# Motion of two gravitational bodies?

I'm doing a basic realtime simulation of two bodies, but the orbits are unstable for some reason.

This code is run at every timestep:

rsq = (a.x - b.x)*(a.x - b.x) + (a.y - b.y)*(a.y - b.y)

a.vx = a.vx - (a.x - b.x) * g * b.m * (1/rsq) * dt
a.vy = a.vy - (a.y - b.y) * g * b.m * (1/rsq) * dt

b.vx = b.vx - (b.x - a.x) * g * a.m * (1/rsq) * dt
b.vy = b.vy - (b.y - a.y) * g * a.m * (1/rsq) * dt

a.x = a.x + a.vx * dt
a.y = a.y + a.vy * dt

b.x = b.x + b.vx * dt
b.y = b.y + b.vy * dt


Where m is mass, x&y are position, vx&vy are velocity, g is the gravitational constant, and dt is the elapsed time.

My bodies orbit eachother but the orbit is unstable and acts as though R is to an exponent other than 2.

Have I missed something in my understanding of this problem or somewhere in my code?

• your acceleration is wrong. Do a unit analysis and you'll get $m^2/s^2$. Essentially, you want the component of acceleration along the x or y direction. Try replacing 1/rsq with (1/rsq)^(3/2)
– Jim
Apr 1, 2014 at 21:18
• Thank you, that seems to have been the problem with my maths. However, my orbit still changes over time, is my timestep too long? Apr 1, 2014 at 21:33
• The other issue is the algorithm is only first order accurate. Do a half-move before and after the accelerate to get to second order.
– webb
Apr 1, 2014 at 21:47
• Would Computational Science be a better home for this question? Apr 1, 2014 at 21:55

## 2 Answers

I'm not sure if it would necessarilly lead to such an instability, as Joce says for a first order method you'll need a really small time step to maintain any accuracy, but at the moment your acceleration is very wrong.

What you effectively have here is ${\bf a} = - \frac{GM}{r^2} {\bf r}$ when you want ${\bf a} = - \frac{GM}{r^2} {\bf \hat{r}}$

(or ${\bf a} = - \frac{GM}{r^3} {\bf r}$ might be easier for you here)

The time discretisation you have chosen is an explicit Euler scheme. In order for it to be stable, you need the time step to be low enough, see e.g. wikipedia.

You could use an implicit method, or increase the order of the method, but in any case there will always be a numerical drift in the orbits, proportional to the numerical accuracy. This can be considered an issue in systems without damping like yours, as it does not enforce the energy conservation principle from which the equations you discretise are derived.

In order to get rid of that drift, you need to use a method that uses the energy of the system as a primary variable, thus the numerical error will be on other quantities (e.g. the period) but the energy will be conserved up to machine accuracy.
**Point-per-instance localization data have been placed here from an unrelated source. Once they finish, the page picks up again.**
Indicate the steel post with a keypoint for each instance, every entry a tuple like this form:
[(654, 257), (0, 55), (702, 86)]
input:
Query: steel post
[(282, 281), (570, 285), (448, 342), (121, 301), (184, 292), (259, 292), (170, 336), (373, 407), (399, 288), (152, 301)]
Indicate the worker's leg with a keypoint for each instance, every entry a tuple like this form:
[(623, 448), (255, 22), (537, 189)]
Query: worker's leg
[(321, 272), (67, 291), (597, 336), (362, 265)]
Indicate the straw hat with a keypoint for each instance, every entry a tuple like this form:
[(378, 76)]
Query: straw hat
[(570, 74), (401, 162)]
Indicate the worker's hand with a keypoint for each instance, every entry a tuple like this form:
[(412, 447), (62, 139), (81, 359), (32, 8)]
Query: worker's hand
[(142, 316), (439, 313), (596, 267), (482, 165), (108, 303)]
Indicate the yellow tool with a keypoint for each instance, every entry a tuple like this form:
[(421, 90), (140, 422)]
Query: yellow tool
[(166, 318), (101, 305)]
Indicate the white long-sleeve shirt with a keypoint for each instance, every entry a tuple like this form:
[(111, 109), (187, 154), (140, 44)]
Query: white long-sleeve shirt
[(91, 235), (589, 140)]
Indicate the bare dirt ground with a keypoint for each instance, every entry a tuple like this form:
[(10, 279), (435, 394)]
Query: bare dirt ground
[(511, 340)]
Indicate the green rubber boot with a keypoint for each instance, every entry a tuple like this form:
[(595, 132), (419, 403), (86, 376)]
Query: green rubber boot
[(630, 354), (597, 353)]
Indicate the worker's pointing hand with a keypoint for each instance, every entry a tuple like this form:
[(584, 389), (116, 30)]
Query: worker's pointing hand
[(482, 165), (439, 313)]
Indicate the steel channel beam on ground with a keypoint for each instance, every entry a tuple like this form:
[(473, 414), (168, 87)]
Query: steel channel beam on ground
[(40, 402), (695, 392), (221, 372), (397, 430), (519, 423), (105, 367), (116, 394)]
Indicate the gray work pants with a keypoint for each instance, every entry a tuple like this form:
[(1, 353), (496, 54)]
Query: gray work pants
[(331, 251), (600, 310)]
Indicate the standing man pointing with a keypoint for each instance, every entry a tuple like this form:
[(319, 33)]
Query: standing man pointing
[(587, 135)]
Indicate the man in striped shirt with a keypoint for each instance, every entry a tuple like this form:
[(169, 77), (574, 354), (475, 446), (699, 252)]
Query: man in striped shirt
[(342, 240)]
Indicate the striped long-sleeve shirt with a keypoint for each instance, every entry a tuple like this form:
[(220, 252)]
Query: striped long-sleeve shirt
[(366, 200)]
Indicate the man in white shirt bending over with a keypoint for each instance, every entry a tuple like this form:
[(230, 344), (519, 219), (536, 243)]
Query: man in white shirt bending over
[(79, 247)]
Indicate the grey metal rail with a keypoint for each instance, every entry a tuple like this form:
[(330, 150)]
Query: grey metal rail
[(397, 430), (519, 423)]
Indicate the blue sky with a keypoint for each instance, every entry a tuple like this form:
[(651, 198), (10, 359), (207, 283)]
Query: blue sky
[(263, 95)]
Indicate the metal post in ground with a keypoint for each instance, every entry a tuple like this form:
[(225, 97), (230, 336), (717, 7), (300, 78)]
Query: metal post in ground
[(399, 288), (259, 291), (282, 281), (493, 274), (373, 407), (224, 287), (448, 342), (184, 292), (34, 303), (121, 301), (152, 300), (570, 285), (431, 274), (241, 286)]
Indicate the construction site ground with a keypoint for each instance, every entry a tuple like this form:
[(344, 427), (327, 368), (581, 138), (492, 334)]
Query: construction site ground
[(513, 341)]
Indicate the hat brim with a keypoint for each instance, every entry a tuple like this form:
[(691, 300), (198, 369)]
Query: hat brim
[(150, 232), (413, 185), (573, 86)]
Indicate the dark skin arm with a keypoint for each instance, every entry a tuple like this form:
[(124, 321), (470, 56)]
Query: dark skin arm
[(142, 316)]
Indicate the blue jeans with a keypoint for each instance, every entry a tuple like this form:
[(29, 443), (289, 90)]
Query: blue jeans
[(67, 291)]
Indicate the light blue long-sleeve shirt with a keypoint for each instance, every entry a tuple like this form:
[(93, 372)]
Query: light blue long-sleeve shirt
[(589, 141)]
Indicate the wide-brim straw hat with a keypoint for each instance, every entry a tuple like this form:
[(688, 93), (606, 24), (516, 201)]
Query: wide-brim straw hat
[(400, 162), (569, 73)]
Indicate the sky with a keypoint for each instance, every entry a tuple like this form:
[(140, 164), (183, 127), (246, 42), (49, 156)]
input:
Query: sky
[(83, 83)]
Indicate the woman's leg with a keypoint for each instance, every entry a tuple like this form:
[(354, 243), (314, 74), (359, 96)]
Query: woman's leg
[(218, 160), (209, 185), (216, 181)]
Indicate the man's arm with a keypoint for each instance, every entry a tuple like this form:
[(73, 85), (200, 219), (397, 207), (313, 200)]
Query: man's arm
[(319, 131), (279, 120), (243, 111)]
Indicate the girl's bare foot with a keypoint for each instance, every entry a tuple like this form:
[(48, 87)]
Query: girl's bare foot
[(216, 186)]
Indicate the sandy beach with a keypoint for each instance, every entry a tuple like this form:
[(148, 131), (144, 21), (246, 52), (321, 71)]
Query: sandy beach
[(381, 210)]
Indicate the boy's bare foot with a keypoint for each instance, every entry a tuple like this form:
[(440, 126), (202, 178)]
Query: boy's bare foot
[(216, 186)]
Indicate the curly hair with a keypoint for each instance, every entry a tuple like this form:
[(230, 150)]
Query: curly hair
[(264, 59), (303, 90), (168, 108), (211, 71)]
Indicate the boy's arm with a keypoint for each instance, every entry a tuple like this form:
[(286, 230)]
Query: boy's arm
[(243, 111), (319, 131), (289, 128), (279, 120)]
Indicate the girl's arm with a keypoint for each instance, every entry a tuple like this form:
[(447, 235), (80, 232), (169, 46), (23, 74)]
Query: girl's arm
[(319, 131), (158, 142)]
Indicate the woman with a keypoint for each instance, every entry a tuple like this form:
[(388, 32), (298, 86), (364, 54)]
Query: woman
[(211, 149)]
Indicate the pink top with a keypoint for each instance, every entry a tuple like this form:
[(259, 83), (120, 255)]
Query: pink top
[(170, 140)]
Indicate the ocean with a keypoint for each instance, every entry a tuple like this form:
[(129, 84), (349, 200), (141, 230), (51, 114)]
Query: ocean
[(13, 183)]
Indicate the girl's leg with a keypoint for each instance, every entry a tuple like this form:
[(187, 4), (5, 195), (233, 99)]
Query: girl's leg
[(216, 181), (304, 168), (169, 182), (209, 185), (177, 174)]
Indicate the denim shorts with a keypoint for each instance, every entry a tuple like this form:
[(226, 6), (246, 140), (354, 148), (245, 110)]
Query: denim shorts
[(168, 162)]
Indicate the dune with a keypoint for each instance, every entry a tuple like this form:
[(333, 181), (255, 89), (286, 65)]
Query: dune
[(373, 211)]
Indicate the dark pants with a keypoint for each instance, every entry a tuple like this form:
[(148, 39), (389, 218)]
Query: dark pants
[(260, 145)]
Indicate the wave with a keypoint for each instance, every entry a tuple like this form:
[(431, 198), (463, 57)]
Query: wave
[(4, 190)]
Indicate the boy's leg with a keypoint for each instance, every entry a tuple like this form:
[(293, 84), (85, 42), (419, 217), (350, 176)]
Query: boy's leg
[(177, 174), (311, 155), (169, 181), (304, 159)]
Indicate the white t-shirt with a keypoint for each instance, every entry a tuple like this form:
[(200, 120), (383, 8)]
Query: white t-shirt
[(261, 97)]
Note that some algorithms employ a (dirty) workaround that is commonly accepted: they iterate the state of the system using any (stable) scheme, and then "project" the approximate solution to the closest one with conserved energy, that is they simply correct e.g. the distance between the bodies so that the energy at time $n+1$ is the same as initially. Because this correction is of the order of the numerical accuracy, it is numerically acceptable.

• Thank you. This is very helpful and opens up a lot of room for further exploration! Apr 1, 2014 at 22:09
• You don't necessarily need to compute something that conserves the energy exactly -- you can still use a second order explicit symplectic integrator and get perfectly stable orbits that don't exactly conserve the energy. Implicit methods are going to be a lot trickier to code up.
– webb
Apr 1, 2014 at 22:10
• @webb: You don't need it for stability, as explained. But it is the way you go when you want to have no drift at all in one specific observable. Implicit methods are trickier if fully implicit, here you may linearize the attraction term and have a code about twice the length of the above.
– Joce
Apr 2, 2014 at 7:13
• @Joce that's very true, and the issue if whether you want exact energy conservation or symplecticity (or both) is a discussion I've spent too many hours on. Also, I think Zephyr's answer is relevant as well.